# New here from Wisconsin



## GottaRide (Dec 10, 2007)

Hi Everyone!
I'm looking forward to giving my input on this board. Looks like a great place full of information! I have two Paint geldings of my own and I also work with some of my neighbors horses. I really enjoy training the young ones and providing them with the skills they need to lead a successful horsey life. I also spend a lot of time showing my 3 yr old gelding. He is shown in western pleasure and showmanship. We'll probably add trail class to his repertoire next year. I do all of his training on my own but I do take lessons once in awhile from respected trainers to help with the finishing touches we need for the showring. My other horse is actually my husband's. He is the most awesome trail horse ever. Sitting on him is like sitting in the most comfortable lazy boy recliner! 

Some people might think that I expect a lot from my horses. But I only expect them to behave and to be safe.
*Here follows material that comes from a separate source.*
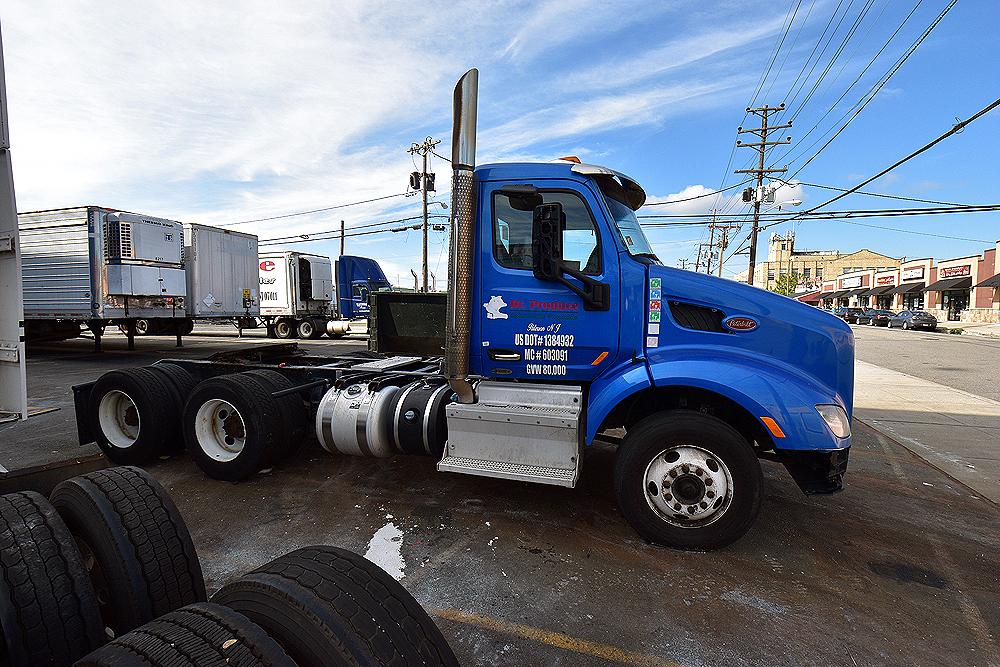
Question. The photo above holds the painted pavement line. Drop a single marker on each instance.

I also like to try new things with my horses. I have an "Oh, Why not!" philosophy. My show horse is also my trail horse, and he might like goat tying some day...who knows! My husband's trail horse is also my back up show horse, but he prefers the dirtier activities like team penning....and he's got a heck of a pretty jumping form....so who knows!

The other "fur-kids" include three dogs and an old cat. No real children for me...I'm having too much fun with what I've got!

You'll find out that I pretty much tell it like it is, but I'm also pretty open-minded. Overall, it leads to some good discussions!


----------



## I Love Lane (Dec 11, 2007)

Hi Gotta Ride!!! I am new too so it may be a bit rude of me to say WELCOME :lol: :lol: but i will anyway cause i am nice


----------



## jazzyrider (Sep 16, 2007)

i know youve been here for a bit now but i wanted to say hi and welcome anyways


----------



## buckaroo2010 (Nov 7, 2007)

Welcome!


----------